It's been more than six months since the Eagles outlasted the Patriots in Super Bowl LII. On Thursday, the teams meet again ... in a mostly meaningless preseason game even though Philadelphia offensive lineman Lane Johnson, who has been critical about "The Patriot Way" since late last season, has made it to be something more than that.

"All the media wants to talk about is rings," Johnson said in May. "Rings. I'm going to get this ring and never wear it one day. I'm going to put it away in a box. The only thing you're going to remember from your playing days, you're not going to remember the scores. You're going to remember the people you played with and how you felt. And that's the truth. All these guys talking about 'I'll take the rings.' OK. You can have your rings. You can also have f------ 15 miserable years."

And Johnson fully expects Patriots fans to give him the business at Gillette Stadium on Thursday night.

"Oh yeah. I hope so," he said after practice Tuesday, via ESPN.com. "They can cuss me, they can say whatever they want. At the end of the day, I'm not blocking them, I'm blocking guys on the edge, so it really doesn't matter what they say. I know that I'm not going to be well-liked, this team is not going to be well-liked going there, so it's going to basically bring out our best."

Johnson had previously said Patriots owner Robert Kraft had trash-talked Eagles owner Jeffrey Lurie before the Super Bowl.

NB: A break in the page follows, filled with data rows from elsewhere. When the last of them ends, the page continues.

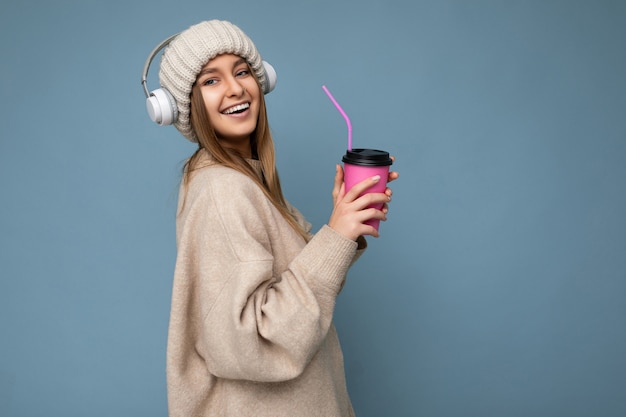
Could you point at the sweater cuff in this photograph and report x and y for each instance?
(327, 258)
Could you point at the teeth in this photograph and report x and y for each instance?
(239, 107)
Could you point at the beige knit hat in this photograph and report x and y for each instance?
(185, 56)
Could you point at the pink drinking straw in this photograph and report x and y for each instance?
(343, 113)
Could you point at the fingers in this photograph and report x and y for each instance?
(361, 187)
(338, 186)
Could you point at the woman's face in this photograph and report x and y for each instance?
(231, 97)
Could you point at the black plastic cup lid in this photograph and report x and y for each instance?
(367, 157)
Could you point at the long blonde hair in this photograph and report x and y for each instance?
(262, 147)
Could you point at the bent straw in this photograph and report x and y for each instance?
(343, 113)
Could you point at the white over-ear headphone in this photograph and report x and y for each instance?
(160, 103)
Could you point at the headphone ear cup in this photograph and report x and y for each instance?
(270, 78)
(162, 107)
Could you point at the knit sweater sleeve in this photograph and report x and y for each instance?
(258, 299)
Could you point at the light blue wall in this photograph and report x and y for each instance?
(498, 285)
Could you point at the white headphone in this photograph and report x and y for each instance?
(160, 103)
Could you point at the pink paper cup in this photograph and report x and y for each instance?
(359, 164)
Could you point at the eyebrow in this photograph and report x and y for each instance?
(212, 70)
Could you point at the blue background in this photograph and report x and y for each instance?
(497, 287)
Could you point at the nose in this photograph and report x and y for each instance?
(234, 87)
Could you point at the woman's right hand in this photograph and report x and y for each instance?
(351, 211)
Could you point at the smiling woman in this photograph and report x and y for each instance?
(231, 98)
(251, 325)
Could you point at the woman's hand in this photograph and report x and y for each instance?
(351, 211)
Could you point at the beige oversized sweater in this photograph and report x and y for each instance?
(251, 330)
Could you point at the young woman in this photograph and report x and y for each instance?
(251, 330)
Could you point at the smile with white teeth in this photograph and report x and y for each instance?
(237, 109)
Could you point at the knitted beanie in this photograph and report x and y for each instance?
(185, 56)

"Here's what p----- me off," Johnson told Steve Austin during a podcast recorded this spring. "The Patriots, obviously, I respect their coach, I respect Bill [Belichick], I respect Tom Brady. But just because the way they won the Super Bowls -- the Patriot Way -- is that how everybody else is supposed to do the same thing? No, it's not. And that's what I got mad at, the arrogance by them. There was obviously some stuff behind closed doors. Their owner talking s--- to our owner. Bill talking s--- to our head coach (Doug Pederson) before the game. I'm not going to say it, but a lot of s--- kinda built up to that. And I just got tired of hearing about it, man, to be honest."

Johnson expanded on those thoughts this week.

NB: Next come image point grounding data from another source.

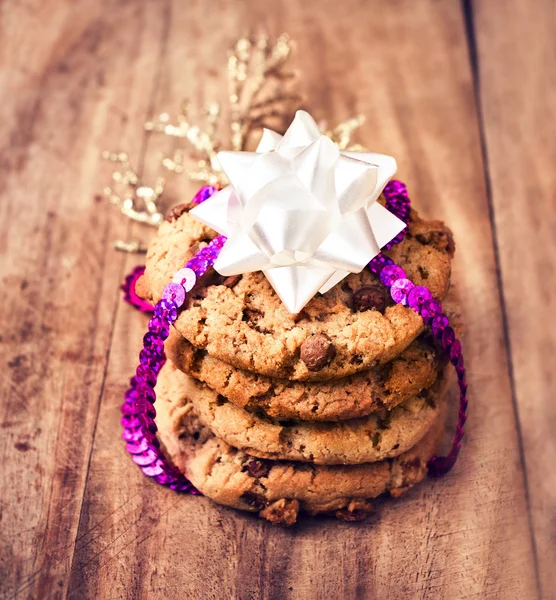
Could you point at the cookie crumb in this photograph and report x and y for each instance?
(176, 212)
(356, 510)
(281, 512)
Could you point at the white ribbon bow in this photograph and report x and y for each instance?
(301, 211)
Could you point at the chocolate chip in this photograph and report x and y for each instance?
(252, 316)
(257, 467)
(177, 211)
(369, 298)
(254, 500)
(352, 516)
(317, 351)
(232, 280)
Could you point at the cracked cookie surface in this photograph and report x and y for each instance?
(383, 434)
(242, 321)
(358, 395)
(278, 490)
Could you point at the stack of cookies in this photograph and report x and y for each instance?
(320, 411)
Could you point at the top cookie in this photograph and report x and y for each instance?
(352, 327)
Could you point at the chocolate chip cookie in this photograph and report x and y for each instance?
(278, 490)
(383, 434)
(351, 328)
(385, 386)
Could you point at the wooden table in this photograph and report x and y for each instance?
(463, 94)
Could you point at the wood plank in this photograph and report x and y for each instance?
(74, 81)
(516, 49)
(405, 65)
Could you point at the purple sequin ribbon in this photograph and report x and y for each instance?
(139, 427)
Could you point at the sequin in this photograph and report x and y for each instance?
(438, 324)
(167, 310)
(455, 351)
(159, 326)
(145, 458)
(417, 297)
(448, 337)
(204, 194)
(391, 274)
(430, 309)
(174, 292)
(400, 290)
(185, 277)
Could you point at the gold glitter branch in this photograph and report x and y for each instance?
(260, 95)
(257, 93)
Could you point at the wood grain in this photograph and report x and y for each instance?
(77, 519)
(516, 51)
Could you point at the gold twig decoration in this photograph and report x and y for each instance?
(260, 95)
(138, 201)
(258, 92)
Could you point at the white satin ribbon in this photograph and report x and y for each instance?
(301, 211)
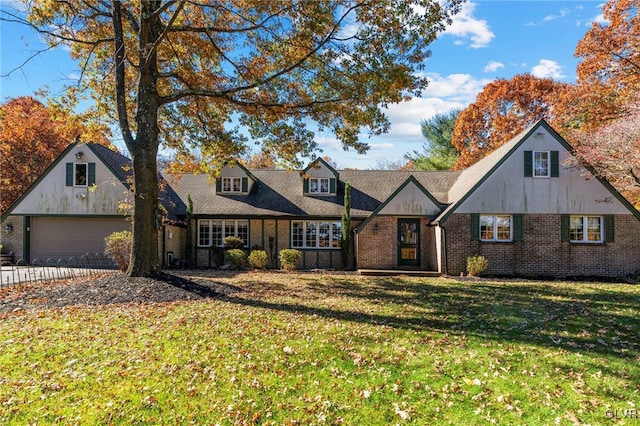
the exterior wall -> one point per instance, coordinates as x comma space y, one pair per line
14, 240
542, 253
410, 201
378, 249
574, 191
52, 197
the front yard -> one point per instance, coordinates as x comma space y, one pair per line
305, 348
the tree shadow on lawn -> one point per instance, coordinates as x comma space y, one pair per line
577, 316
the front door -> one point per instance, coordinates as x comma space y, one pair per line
408, 242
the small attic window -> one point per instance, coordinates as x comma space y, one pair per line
318, 185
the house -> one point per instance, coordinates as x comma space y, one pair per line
78, 201
521, 207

"I just felt like we weren't even given a chance going into the game," he explained. "I felt like we were disrespected, and we were by them. I made plenty of comments about why I said what I said. It's not like I was coming out of the blue just to talk. It's because I felt like I've been disrespected and the team's been disrespected. It's not like I'm coming out here running my mouth because I want to. No other teams really came out and ran their mouth."

Johnson has a theory for why his remarks have struck a nerve.

"People can discredit it all they want," he said. "I think it's why I get so much recognition is because a lot of it is true and they don't want to accept it. At the end of the day, man, I'm over it ... It's a totally different year. I am excited to go play against a great team. Anytime you go against a great team, it's going to bring out the best in yourself and in them, and that's what we need, even if it's a preseason game, so Week 1 we don't have anything that surprises us."

Meanwhile, in Foxborough, coach Bill Belichick was asked if he had any thoughts on Johnson's criticism of the NFL's most successful franchise this century.

"We're focused on what we're doing," he said. "We need to have a good practice today and try to improve our team today. That's what we're going to do."